Daphne Tang’s fascination with history and other countries and cultures goes back to the stories her parents told her as a child. Immigrants from China, Tang’s parents settled at first in the New York City borough of Queens, and then when she turned 5, the family moved to suburban Somerset County in New Jersey.
Tang’s parents shared with her what life was like for them growing up, about China’s tremendous economic development, and how the nation differs from the United States.
“I loved hearing my parents’ stories about their lives in China,” says Tang, a senior majoring in international studies and economics. “Those stories sparked my interest in learning about the rest of the world.”
Local Social History
Tang found herself drawn to Johns Hopkins for its diverse academic strengths in policy and international relations. She quickly joined the Foreign Affairs Symposium, a club dedicated to discussing global issues, and went on to serve as its co-executive director. Reflecting her concurrent interests, Tang also joined the professional development club Women in Business at JHU and rose to the role of co-president.

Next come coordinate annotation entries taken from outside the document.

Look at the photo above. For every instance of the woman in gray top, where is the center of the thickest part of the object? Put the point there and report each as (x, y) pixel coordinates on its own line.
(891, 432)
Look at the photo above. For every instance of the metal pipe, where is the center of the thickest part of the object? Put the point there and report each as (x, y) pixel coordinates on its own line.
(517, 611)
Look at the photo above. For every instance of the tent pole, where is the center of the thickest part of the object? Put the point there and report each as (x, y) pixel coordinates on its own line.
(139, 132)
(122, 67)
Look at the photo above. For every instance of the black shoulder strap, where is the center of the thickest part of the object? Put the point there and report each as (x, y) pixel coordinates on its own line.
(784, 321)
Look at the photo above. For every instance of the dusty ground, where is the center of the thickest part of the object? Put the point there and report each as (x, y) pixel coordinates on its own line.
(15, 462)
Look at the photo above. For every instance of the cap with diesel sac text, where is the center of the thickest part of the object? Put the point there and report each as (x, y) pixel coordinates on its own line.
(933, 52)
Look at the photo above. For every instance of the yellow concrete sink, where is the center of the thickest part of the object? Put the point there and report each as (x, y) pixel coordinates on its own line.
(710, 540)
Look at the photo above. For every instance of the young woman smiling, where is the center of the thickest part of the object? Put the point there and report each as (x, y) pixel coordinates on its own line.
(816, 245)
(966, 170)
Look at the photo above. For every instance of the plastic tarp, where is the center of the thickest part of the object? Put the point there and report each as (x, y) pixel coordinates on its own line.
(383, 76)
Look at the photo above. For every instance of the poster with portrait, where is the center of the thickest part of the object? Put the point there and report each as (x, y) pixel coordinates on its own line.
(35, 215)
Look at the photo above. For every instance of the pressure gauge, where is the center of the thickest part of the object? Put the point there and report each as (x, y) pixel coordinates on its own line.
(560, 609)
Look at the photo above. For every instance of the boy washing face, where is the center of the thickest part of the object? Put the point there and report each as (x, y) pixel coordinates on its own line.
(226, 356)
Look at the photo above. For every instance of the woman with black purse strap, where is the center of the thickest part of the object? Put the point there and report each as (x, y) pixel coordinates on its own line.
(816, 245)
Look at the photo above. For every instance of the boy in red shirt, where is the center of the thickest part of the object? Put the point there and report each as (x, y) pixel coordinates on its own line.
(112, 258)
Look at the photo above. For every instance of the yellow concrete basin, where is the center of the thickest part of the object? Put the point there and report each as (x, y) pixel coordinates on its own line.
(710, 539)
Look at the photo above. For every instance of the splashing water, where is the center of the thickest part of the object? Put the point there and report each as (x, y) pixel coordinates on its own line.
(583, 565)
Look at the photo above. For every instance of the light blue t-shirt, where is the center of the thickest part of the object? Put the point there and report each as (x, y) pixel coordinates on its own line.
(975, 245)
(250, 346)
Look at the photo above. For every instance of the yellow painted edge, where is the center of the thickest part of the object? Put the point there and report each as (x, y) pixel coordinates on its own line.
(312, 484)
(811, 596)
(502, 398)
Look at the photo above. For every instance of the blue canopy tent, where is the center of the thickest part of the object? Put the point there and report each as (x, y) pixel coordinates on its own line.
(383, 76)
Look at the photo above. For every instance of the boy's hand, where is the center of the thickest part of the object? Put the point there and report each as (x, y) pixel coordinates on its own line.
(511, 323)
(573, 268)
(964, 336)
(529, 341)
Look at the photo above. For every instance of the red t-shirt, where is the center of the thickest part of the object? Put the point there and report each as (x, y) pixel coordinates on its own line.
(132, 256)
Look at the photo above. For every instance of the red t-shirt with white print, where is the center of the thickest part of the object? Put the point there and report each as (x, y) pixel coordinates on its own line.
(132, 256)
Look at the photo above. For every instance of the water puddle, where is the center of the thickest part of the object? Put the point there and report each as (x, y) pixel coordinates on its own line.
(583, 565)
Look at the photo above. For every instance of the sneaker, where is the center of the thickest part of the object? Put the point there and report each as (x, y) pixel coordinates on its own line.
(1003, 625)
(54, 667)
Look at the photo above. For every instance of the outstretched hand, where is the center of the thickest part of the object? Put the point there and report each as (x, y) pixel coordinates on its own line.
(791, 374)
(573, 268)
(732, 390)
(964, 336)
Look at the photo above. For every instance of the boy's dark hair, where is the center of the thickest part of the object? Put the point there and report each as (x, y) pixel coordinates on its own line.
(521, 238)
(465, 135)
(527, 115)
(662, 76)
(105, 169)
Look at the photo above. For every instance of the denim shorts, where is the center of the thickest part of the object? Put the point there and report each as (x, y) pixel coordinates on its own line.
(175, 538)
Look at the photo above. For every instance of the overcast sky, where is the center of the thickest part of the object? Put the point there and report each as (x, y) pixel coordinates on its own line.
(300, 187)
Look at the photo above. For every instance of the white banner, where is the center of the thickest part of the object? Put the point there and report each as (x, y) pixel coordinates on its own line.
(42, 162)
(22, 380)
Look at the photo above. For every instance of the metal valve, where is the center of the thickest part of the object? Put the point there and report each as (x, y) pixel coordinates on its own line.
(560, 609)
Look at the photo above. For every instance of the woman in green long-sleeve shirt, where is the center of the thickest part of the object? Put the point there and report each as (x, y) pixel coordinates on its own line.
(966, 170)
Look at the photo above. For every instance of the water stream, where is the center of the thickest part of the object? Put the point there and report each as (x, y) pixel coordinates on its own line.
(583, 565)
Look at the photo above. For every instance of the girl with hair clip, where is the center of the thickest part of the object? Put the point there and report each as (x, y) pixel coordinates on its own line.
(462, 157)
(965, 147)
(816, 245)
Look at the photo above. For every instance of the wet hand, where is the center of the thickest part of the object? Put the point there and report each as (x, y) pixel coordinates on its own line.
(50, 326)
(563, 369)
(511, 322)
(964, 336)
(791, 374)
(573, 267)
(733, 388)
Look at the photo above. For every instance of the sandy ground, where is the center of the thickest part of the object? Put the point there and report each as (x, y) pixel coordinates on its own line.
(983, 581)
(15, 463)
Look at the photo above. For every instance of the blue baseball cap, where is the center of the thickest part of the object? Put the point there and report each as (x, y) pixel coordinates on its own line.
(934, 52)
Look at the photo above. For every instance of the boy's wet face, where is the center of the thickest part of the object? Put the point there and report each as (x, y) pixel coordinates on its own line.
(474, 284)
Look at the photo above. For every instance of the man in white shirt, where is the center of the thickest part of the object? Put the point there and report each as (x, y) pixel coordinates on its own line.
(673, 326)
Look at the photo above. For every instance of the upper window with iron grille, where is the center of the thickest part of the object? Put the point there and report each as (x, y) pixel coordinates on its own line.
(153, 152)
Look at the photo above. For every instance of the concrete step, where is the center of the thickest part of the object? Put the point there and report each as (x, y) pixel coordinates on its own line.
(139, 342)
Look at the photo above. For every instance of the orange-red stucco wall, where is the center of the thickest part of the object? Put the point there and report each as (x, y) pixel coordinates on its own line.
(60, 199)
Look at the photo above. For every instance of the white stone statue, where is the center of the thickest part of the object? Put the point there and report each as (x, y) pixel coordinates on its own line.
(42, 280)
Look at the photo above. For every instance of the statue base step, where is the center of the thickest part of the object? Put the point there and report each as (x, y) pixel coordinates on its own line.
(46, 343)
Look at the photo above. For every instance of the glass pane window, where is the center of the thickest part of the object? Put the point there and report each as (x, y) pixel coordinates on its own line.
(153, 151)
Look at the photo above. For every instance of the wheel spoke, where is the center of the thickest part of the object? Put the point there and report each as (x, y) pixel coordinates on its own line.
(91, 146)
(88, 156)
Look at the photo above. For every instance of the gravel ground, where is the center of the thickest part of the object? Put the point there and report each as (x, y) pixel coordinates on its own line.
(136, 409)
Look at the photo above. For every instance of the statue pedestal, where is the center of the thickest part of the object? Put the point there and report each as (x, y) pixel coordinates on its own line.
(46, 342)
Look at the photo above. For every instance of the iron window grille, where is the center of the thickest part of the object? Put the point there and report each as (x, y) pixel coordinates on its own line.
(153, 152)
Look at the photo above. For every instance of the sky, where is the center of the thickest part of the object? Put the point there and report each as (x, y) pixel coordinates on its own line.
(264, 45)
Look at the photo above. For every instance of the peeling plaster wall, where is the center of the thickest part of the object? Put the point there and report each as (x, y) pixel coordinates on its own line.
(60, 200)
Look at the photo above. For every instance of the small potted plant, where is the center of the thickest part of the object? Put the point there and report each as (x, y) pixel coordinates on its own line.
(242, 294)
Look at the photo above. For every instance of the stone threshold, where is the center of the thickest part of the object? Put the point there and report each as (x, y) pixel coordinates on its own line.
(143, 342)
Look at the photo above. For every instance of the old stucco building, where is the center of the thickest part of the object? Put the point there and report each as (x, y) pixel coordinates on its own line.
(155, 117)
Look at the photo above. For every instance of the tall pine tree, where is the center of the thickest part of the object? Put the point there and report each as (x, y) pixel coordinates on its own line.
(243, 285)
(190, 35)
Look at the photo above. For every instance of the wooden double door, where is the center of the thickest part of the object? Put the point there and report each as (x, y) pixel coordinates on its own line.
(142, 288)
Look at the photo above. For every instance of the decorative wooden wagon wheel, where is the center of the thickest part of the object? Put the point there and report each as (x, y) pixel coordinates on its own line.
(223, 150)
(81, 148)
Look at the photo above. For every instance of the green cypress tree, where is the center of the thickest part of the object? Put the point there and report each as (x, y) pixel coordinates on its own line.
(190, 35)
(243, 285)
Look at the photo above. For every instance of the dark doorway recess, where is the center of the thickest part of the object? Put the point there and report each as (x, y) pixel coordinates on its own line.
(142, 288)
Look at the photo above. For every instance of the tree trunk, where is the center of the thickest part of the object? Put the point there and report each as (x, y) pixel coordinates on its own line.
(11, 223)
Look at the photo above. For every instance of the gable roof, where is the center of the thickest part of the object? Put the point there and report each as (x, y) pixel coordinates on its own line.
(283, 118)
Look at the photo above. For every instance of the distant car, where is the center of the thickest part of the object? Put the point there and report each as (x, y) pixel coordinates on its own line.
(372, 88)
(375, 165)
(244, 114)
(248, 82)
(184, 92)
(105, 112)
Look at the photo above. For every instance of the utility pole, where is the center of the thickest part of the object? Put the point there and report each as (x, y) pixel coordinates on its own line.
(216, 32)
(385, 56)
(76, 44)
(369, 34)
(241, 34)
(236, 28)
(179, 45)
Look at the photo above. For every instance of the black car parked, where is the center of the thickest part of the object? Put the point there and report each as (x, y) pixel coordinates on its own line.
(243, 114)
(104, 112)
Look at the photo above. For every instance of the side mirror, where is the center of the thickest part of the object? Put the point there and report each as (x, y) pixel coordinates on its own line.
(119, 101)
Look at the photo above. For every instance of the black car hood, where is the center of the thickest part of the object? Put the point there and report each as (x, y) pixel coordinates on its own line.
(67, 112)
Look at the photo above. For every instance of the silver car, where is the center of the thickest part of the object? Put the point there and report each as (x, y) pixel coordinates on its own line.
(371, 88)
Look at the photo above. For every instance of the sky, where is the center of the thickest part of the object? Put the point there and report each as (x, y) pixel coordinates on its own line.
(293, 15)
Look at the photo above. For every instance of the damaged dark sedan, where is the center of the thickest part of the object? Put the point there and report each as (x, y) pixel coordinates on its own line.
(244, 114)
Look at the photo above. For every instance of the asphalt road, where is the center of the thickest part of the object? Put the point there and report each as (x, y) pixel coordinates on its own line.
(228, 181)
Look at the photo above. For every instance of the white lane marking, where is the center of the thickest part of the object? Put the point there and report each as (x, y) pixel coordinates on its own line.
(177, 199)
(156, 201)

Dovetailing with her studies, Tang cultivated a deep fascination with the social, political, and economic history of Hopkins’ home—the city of Baltimore. “I really value learning about the stories of the local community that I am a part of,” says Tang.
While enrolled in a history seminar titled The Year 1968: Rebels, Revolutions & the Right-Wing Backlash, taught by Victoria Harms, a visiting assistant professor in the Department of History, Tang pursued a Baltimore-centric research paper. The paper compared the local legacies of the Holy Week Uprising in 1968, a wave of civil unrest in major U.S. cities following the assassination of Martin Luther King Jr., and the demonstrations against police brutality in 2015, following the death of Freddie Gray.
Encouraged by Harms, Tang submitted the essay to an annual contest held by the Baltimore City Historical Society. In recognition of the essay’s insightful and nuanced analysis, the organization awarded Tang the 2021 Joseph L. Arnold Prize for Outstanding Writing on Baltimore’s History.
Taking Work to the World
Following her undergraduate successes, Tang plans to attend law school to specialize in either international or business law. She can imagine herself working in government, given her prior internships at the U.S. Department of State and the U.S. Trade and Development Agency, or in the private sector, based on her recent experience interning in compliance at investment bank Goldman Sachs.
“I’ve learned so much in my years at Johns Hopkins,” says Tang. “I look forward to taking what I’ve learned out into the world and positively impacting people’s lives.”